If you manage large-scale clusters or high-volume custom controllers, migrating to CLE should be a priority. The resource and latency gains more than justify the migration effort.
FAQ
Is Coordinated Leader Election backward compatible?
Yes. If you don't enable the CoordinatedLeaderElection feature flag, your controllers will continue using classic leader election. Migration is opt-in.
Can I use CLE with existing controllers without code changes?
No. The controller code must be updated to configure CLE in the Manager. However, if you use controller-runtime, the changes are minimal (a few lines of configuration).
How many shards should I configure?
Rule of thumb: 3x the maximum planned replica count. For 5 max replicas, use 15 shards. Too many shards creates overhead, too few limits work distribution.
Does CLE work with multi-region clusters?
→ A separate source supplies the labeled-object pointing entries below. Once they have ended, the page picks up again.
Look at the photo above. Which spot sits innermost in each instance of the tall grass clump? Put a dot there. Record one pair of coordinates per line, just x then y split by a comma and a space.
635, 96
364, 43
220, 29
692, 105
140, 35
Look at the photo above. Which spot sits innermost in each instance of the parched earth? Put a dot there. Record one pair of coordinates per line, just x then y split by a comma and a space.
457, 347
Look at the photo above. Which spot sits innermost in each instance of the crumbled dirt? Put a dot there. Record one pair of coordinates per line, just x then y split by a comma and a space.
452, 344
Yes, but with caveats. CLE uses Leases stored in the API server. If your replicas are geographically distributed, Lease renewal latency can cause false positive failovers. Use TopologyAwareSharding to optimize.
What are the prerequisites for enabling CLE?
Kubernetes cluster v1.36+, controller-runtime v0.19+, feature gate CoordinatedLeaderElection=true on the API server, and an idempotent controller without shared state between reconciliations.